Chapter 1: Introduction to the Project

This report outlines the outcomes of a completed project focused on the dual-handed manipulation of molecular models using cost-effective virtual reality (VR) tools within WebXR-compatible web browsers.

Grantee: Luciano A. Abriata

Funder: Hasler Stiftung

Initially, the project aimed to utilize a commercially available low-cost infrared camera to track users' hands for manipulating virtual molecules. However, rapid technological advancements necessitated a pivot towards a more sophisticated and affordable VR solution: the Oculus Quest 2, a standalone VR headset priced at 400 CHF that features exceptional hand-tracking capabilities and a Chromium-based WebXR-enabled browser. This transition, approved by the Hasler Foundation on August 31, 2021, significantly enhanced user immersion.

The adapted project had three primary objectives, all of which were successfully achieved, leading to peer-reviewed publications and practical applications. These objectives included: (1) developing a WebXR application that integrates web graphics and simulation libraries for viewing and manipulating virtual molecules with bare hands on Oculus Quest 2; (2) leveraging WebRTC for seamless browser-to-browser communication to facilitate collaborative sessions; and (3) assessing user experiences with a group of scientists familiar with molecular modeling.

In terms of technical execution, we encountered and resolved several challenges, ultimately achieving smooth manipulation of molecular structures on various devices, including the Oculus Quest 2. However, for larger molecular systems requiring complex calculations, we identified the necessity for external computational resources. Additionally, we noted the urgent need for reusable controllers to create user interfaces in VR, as current libraries do not meet this requirement.
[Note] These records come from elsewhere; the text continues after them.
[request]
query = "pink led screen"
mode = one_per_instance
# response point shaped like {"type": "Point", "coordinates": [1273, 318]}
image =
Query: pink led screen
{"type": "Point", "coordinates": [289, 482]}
We may seek additional funding from the Hasler Foundation to address these issues in future proposals.

Chapter 2: Project Goals and Achievements

The project's goals were centered on the development of a tool enabling experts, educators, and students to collaborate in immersive environments using augmented or virtual reality (AR/VR) to explore molecular structures and data effectively.

Aim 1: Develop a WebXR App

The first objective was to create a WebXR application allowing users to manipulate virtual molecules directly within their browsers using their hands. This involved both utilizing pre-made VR objects and constructing molecular representations from atom coordinates.

The video showcases hand and gesture detection capabilities using WebXR and Three.js, illustrating the app's functionality.

Aim 2: Enable Collaborative Sessions

The second objective focused on employing WebRTC to facilitate real-time collaboration between users manipulating the same virtual molecules. This endeavor included creating sender and receiver applications, with the sender app handling calculations and the receiver app visualizing the results.

This video discusses out-of-the-box solutions for cross-platform AR/VR experiences using Web technologies.

Aim 3: Assess User Experience

The third aim involved evaluating user experiences by comparing the efficiency of molecular manipulation tasks performed in VR against traditional setups. The findings revealed notable improvements in task completion times when using VR tools.

Summary of Results

The project successfully demonstrated that immersive VR tools enhance users' ability to manipulate molecular structures more intuitively. Users reported that the key benefits stemmed from the 3D nature of the environment and the ability to use both hands for interaction. Observations from collaborative sessions indicated that users could work together without interfering with one another's tasks.

Chapter 3: Future Prospects

Our work has laid the groundwork for future research and development in the realm of VR-based molecular modeling and education. However, we identified challenges that must be addressed, including the need for advanced computational resources for larger molecular systems and the development of user-friendly graphical interfaces.

The success of this project has opened avenues for securing additional funding to further enhance our VR capabilities and user experience, ultimately contributing to the advancement of educational tools in chemistry and structural biology.

Conclusion

In summary, the project has successfully merged technology with education, establishing a robust framework for interactive, immersive experiences that significantly benefit the fields of molecular modeling and chemistry education.